Main event: Anything Goes match between Austin and the Undertaker, for the title. UT and the Show enter first and spend a few minutes pacing and glowering in the ring. I guess they entered before a commercial break. Then Austin's out but Triple H is out too! He gets the stick:
"Shut up! This ain't about you, dead man! In case you haven't been paying attention around here, I'm the #1 contender! That means if you want him, you have to gonna have to go through me! This is my time, and you're on it! Now somebody's gonna kick his ass and take his belt, but it's not gonna be you--it's gonna be me! I wanna kick this sonuvabitch's ass--" but he can't finish because the brawl is on! The Acolytes join in, Kane comes in, Road Dogg, BOB FREAKIN' HOLLY, Mr. Ass, and the Rock! All the combatants except Triple H and Stone Cold end up pairing off and brawling to the back.
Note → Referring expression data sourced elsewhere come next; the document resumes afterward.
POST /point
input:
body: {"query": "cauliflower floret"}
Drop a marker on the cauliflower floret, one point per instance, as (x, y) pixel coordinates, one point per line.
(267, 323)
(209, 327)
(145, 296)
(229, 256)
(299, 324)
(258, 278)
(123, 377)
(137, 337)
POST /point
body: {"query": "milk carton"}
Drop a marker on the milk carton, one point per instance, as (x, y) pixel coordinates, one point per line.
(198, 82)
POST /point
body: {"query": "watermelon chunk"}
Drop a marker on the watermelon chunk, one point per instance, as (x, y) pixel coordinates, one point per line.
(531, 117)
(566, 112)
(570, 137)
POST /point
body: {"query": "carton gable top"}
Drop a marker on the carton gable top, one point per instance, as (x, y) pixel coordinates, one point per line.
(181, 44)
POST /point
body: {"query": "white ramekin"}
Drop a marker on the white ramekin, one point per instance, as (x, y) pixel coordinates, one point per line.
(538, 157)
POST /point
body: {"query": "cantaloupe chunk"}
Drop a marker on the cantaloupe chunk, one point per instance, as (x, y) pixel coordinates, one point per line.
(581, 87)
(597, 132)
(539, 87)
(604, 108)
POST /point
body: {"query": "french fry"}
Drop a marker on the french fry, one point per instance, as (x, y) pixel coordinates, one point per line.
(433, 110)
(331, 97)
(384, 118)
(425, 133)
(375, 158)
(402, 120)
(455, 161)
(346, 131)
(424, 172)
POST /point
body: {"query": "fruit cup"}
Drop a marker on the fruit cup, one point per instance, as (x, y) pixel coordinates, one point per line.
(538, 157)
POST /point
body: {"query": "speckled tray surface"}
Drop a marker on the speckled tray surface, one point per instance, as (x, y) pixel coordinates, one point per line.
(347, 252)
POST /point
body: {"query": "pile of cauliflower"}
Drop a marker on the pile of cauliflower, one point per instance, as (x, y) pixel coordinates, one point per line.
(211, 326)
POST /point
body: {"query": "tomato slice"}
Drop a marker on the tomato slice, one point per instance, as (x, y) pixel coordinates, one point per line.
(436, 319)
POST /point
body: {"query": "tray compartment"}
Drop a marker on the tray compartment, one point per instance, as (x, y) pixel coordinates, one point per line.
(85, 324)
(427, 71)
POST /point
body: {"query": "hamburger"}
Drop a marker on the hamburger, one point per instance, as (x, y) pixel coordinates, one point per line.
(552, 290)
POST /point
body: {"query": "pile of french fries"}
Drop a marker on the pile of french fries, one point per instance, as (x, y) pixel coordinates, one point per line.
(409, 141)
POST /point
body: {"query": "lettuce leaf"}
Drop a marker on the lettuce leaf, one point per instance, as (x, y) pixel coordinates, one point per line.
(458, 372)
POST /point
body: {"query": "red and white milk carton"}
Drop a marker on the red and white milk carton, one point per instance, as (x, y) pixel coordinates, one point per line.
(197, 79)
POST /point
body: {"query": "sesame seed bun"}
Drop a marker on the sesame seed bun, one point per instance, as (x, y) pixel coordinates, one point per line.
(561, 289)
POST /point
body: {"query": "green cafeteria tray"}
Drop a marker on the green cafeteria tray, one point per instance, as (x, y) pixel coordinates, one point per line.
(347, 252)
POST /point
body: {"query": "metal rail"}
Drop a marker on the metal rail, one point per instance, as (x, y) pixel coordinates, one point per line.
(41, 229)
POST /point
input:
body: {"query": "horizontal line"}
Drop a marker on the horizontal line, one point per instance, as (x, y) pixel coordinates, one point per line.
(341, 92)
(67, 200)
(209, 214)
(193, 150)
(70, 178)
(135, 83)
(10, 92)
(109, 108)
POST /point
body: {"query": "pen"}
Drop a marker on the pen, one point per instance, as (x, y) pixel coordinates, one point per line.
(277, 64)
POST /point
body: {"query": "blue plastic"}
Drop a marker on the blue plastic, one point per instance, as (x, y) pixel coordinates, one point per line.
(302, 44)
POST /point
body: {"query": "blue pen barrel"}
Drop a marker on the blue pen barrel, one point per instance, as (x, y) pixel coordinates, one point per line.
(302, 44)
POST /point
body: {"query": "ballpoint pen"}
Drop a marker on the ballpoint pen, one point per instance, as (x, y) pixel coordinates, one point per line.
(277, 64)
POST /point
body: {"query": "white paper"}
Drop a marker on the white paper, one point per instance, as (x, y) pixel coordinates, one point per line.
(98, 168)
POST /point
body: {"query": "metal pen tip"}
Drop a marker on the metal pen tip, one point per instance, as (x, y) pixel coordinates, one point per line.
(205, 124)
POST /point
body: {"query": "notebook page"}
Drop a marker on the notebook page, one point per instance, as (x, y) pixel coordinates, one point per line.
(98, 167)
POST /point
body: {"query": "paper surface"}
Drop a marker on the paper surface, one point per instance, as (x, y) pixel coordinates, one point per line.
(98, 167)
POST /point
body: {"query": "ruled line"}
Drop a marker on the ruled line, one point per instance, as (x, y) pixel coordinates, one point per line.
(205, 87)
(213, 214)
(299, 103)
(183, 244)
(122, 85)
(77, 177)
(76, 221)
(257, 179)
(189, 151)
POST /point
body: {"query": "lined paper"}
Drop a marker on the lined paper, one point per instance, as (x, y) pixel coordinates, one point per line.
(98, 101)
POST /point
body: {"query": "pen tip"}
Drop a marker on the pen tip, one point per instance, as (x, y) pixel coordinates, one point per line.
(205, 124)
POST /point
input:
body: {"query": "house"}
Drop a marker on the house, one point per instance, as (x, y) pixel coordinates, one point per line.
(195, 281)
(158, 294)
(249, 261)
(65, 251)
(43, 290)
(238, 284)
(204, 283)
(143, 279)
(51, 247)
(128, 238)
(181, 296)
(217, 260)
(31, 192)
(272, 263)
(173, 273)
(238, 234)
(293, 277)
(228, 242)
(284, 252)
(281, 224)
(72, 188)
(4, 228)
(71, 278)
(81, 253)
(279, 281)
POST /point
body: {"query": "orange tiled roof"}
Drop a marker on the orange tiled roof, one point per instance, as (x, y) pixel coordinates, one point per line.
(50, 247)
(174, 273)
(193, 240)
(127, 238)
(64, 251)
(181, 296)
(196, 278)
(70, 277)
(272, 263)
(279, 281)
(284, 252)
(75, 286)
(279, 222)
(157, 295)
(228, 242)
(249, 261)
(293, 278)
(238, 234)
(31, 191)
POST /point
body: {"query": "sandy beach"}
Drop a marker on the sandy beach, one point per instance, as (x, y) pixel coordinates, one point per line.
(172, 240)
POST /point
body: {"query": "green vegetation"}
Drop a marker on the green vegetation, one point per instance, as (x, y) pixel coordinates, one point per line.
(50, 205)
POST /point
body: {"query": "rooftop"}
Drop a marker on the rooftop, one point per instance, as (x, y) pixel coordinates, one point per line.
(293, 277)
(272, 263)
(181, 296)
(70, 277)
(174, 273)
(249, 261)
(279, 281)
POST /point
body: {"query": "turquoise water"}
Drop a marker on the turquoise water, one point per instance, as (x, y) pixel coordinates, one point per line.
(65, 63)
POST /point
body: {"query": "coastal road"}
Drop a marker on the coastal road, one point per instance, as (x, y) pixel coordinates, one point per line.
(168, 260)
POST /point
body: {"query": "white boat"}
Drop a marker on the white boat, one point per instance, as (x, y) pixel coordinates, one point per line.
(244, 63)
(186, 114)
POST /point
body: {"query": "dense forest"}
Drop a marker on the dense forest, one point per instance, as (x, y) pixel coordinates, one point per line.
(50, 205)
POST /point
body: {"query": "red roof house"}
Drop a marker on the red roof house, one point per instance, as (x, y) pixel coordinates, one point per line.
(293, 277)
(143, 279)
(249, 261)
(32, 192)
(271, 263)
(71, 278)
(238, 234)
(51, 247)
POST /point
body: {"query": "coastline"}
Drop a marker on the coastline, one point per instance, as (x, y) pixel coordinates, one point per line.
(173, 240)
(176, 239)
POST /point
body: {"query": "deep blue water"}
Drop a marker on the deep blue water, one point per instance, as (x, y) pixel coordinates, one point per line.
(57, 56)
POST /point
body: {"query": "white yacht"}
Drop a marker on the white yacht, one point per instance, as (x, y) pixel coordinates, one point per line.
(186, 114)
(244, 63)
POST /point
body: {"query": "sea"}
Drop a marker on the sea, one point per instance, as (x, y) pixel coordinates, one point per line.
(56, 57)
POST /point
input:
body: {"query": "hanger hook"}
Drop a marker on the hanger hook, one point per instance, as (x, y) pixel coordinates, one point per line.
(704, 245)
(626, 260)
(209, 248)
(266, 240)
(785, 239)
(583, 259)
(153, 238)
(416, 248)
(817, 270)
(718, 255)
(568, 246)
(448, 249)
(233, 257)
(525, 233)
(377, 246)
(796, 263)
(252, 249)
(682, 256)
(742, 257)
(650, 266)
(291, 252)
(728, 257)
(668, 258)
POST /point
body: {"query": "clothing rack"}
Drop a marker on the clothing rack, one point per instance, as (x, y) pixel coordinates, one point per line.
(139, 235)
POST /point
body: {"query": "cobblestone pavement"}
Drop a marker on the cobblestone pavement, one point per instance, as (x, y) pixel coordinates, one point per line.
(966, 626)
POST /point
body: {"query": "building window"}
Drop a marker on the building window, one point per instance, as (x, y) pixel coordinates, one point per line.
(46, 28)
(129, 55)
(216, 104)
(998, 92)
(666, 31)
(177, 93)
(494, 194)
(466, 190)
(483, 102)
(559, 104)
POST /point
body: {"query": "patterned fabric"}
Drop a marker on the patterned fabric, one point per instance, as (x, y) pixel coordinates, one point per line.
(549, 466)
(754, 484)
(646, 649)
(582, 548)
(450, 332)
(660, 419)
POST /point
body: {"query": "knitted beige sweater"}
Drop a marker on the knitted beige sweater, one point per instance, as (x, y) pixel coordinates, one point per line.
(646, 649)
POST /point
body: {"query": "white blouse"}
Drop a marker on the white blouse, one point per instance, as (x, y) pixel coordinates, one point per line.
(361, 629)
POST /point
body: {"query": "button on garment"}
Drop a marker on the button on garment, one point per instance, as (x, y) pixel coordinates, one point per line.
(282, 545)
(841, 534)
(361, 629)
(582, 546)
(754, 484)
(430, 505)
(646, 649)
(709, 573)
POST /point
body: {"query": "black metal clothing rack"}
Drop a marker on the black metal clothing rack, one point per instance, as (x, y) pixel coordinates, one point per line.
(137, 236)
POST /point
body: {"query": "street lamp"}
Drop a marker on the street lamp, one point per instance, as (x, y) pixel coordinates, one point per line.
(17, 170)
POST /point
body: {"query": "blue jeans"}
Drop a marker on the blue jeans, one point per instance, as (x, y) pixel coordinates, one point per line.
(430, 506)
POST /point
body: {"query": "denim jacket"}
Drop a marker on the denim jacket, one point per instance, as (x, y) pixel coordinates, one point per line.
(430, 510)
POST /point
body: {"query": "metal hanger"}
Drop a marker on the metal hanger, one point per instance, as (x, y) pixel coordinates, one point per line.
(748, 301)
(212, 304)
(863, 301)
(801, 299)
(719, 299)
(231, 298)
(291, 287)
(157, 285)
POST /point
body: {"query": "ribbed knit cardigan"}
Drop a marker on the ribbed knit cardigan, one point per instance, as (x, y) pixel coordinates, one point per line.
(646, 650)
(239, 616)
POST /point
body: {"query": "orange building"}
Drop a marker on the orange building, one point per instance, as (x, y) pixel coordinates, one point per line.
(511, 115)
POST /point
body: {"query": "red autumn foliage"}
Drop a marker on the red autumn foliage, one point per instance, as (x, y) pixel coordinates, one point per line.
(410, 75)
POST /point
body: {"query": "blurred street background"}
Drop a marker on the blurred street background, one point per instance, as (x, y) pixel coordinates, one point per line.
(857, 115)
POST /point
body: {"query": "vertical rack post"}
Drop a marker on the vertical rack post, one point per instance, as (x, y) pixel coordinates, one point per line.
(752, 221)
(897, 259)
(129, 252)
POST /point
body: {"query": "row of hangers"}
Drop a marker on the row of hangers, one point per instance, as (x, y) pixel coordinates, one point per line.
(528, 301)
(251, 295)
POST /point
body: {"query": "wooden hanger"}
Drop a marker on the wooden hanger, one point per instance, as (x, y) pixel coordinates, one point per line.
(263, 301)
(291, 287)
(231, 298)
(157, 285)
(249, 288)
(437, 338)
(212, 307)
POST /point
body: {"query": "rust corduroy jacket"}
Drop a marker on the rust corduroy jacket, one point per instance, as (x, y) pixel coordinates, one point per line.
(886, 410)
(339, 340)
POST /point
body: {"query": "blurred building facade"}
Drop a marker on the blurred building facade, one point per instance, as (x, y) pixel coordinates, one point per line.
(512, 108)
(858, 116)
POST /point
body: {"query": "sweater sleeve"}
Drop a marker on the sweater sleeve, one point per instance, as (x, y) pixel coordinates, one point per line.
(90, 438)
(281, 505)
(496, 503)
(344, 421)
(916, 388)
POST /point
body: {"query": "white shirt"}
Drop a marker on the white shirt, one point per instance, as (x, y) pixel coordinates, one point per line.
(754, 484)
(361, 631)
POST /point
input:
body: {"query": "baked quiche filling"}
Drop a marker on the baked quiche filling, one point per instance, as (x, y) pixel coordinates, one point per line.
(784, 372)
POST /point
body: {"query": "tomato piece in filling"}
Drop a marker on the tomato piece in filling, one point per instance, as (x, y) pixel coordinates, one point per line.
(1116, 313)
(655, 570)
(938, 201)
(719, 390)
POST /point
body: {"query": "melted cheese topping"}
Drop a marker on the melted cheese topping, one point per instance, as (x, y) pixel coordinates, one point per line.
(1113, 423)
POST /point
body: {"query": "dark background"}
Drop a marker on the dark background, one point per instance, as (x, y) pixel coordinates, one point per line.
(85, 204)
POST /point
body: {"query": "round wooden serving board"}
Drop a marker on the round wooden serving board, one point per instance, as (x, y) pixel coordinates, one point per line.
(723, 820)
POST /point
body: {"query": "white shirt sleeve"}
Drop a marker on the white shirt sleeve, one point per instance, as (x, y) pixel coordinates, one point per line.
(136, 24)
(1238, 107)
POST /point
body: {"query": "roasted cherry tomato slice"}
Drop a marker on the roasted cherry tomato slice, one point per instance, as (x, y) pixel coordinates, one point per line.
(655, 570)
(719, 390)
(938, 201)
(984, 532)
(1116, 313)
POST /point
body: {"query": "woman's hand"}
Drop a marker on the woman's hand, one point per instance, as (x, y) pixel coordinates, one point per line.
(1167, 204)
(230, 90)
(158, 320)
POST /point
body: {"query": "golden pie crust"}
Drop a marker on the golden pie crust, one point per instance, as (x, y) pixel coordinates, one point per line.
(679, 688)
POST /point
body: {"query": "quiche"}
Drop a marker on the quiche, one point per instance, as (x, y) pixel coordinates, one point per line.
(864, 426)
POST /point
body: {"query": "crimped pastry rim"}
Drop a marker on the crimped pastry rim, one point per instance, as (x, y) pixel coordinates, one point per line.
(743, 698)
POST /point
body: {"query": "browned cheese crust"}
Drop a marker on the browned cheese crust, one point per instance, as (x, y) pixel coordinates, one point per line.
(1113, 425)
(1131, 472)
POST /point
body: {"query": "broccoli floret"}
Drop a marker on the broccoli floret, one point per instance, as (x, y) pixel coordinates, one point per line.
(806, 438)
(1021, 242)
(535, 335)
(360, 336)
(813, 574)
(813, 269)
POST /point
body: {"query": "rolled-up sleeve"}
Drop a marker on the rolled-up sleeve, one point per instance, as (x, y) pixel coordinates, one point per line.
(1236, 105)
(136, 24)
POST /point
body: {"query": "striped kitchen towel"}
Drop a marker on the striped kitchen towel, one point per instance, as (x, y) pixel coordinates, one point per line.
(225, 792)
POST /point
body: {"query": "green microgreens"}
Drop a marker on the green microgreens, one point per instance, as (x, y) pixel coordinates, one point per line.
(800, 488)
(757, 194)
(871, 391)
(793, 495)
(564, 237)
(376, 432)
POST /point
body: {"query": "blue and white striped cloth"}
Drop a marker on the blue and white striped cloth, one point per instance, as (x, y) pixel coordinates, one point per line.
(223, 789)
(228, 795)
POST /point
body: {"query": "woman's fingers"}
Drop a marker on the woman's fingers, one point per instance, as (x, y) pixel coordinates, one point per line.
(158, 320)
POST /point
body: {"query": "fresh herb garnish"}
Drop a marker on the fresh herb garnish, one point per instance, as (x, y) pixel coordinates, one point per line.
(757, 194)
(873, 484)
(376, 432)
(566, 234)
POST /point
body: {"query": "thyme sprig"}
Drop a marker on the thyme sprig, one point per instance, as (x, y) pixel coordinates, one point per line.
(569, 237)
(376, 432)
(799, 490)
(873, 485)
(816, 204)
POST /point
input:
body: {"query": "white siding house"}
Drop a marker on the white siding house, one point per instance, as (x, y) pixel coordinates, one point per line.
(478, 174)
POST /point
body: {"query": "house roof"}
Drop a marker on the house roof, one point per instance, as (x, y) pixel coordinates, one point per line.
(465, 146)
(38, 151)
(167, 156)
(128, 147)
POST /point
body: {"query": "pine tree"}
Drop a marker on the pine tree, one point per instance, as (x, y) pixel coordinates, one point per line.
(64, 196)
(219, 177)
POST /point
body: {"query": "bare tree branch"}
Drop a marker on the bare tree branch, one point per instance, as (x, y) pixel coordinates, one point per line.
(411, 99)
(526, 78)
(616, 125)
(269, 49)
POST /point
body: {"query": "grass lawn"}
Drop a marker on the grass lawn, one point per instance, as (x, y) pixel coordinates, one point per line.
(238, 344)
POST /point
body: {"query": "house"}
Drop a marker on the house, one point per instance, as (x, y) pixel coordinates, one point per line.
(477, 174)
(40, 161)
Lots of fighting all over the ring including the inevitable stunner. Stone Cold lays out Triple H on the announce table and jumps on him from the ring apron. Ought to come off real good on TV next week. Stone Cold hits the Stunner on Triple H again, presumably for the win, and stunners the Big Show after he tries to interfere. Stone Cold celebrates as he always does, but it seemed with less beer than usual. Triple H and Big Show brawl to the back, probably off air. End of show, good night and thank you!
RAW will be back Monday, October 18 and I sure as hell plan to go back... can't wait for my photos to be developed.